Moving northwest with the widowed pride, always deeper into wilderness and solitude, always waiting for something, some word of Painter, some word from the fox, she felt her time expand vastly. Grief, waiting, solitude: if you want to live forever, she thought, choose those. In a way Caddie perceived but couldn’t express, the pride did live forever, the females and the children: they lived within each moment forever, till the next moment. They took the same joy in the sunrise, hunted and played and ate with the same single-minded purpose, as they had when Painter had been with them; and their grief, when they felt it, was limitless, with no admixture of hope or expectation. She had explained to Meric: leos aren’t like Painter, not most of them. Painter has been wounded into consciousness, his life is — a little bit — open to us, something shines through his being which is like what shines through ours, but the females and the children are dark, You’ll never learn their story because they have no story. If you want to go among them, you have to give up your own story: be dark like they are.

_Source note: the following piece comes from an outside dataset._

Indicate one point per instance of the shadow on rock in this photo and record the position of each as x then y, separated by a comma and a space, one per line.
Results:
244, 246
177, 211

Caddie by now knew how to do that, to an extent, but Meric would never learn it, and in any case it wasn’t allowed to either of them then, because with Painter gone they two must act as the bridge between the pride and the human world it moved through and lived in, They had to spend Reynard’s money in the towns, they had to learn the safe border crossings, they had constantly to think. Caddie forced herself to struggle against the wisdom of the females, fight it with human cunning for their sakes, forced herself to believe that only by keeping her head above the dark water could she help save them, when all she wanted to do was give up the burden of cunning and sink down amid their unknowing forever. No: only to Painter could she resign that burden.